434. “What Personal Essay Topic Would You Assign to College Applicants?”

 

*In antiquity, the most common Latin term for the essay was experior, meaning “to try, test, experience, prove.” The following prompts could be assigned to any prospective student, regardless of major. 500 words max.

 

If money were no object, what would you study and why?

If money were the only thing that mattered, what would you study and why?

What do you imagine college life to be like?

What is perfection?

Do you live in the present, the past or the future?

What is your favorite character, in movies or in literature, and why?

What are ten things you want to try for the first time in college?

How would you design a test so that everyone failed? How would you design a test so that everyone passed?

Do you test the people around you? Describe a time you challenged a friend or family member, or a time you were challenged by a friend or family member.

Where in history do you see yourself?

It is said history swings back and forth. Are we in an up-swing or a down-swing in history?

List your senses from least to most important, and explain why.

How do you balance uniqueness and camaraderie?

How would you prove a fact to a group of people not willing to listen?

Describe three academic goals: one can achieve on your own; another you can achieve with help; and a third that you believe you could never achieve in your lifetime.

Marianne Williamson wrote, “Our deepest fear is not that we are inadequate. Our deepest fear is that we are powerful beyond measure.” Explain.

 

*The etymology of fiction is from fingere (participle form of fictum), meaning “to shape, fashion, form, or mold.” Any verbal account is a fashioning and shaping of events. The following prompts work best for Liberal Arts majors, but could be for any prospective student. 1000 words max.

 

Describe what a typical week would be like as one of our students.
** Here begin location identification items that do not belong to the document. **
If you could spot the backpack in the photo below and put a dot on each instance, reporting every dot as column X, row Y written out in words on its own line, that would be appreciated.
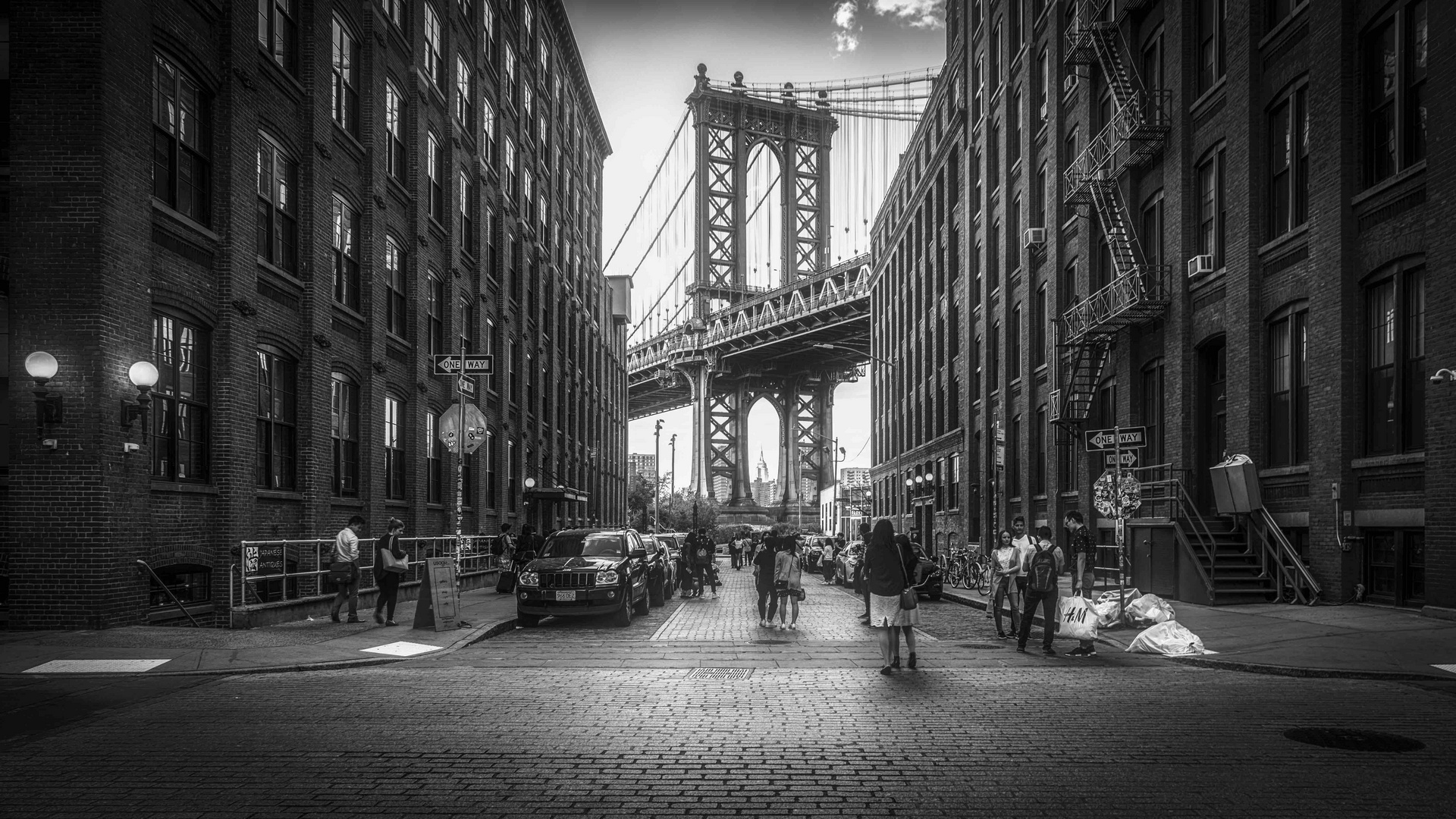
column 1043, row 572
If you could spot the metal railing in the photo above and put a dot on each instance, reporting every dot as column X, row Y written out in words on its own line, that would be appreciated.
column 293, row 570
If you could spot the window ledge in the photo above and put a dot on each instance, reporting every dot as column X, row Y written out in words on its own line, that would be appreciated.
column 1388, row 461
column 184, row 221
column 1283, row 471
column 283, row 275
column 278, row 494
column 184, row 488
column 1206, row 99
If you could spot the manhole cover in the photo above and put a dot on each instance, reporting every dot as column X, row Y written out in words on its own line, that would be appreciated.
column 721, row 675
column 1351, row 739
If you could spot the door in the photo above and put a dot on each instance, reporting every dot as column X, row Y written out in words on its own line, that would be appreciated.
column 1212, row 417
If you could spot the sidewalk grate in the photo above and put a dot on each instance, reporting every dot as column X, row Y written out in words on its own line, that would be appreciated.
column 720, row 675
column 1354, row 739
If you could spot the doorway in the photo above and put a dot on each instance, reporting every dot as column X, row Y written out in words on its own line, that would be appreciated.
column 1213, row 372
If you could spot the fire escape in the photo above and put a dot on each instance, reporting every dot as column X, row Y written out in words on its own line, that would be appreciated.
column 1138, row 292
Describe a time you helped someone close to you, someone distant to you, and some complete stranger. End the essay by explaining what ties all of those events together.

If you could, would you rather live in any country surrounded by people, or by yourself on the moon?

Describe a personal failure, but in reserve order of events.

Imagine you were assigned the easiest college application essay. Write a story about how you struggled through it until you completed the essay.

Imagine two of your role models and place them at a coffee table. Describe their conversation.

Imagine and describe your first interaction with your parents as a college graduate.

You’re in the desert walking along in the sand, when all of a sudden you see a tortoise. It’s crawling towards you. You ask it, “Why am I here?” And the tortoise replies. What does it say?

 

Personal essay prompts give a prospective student the opportunity to be practical or experimental, engage creativity or raise self-awareness. These are the elements a university should measure in an applicant, and ultimately foster in a student. At the end of the day, we must all try; we must all form. That’s what the personal essay is all about. What personal essay topic would you assign to college applicants? Why?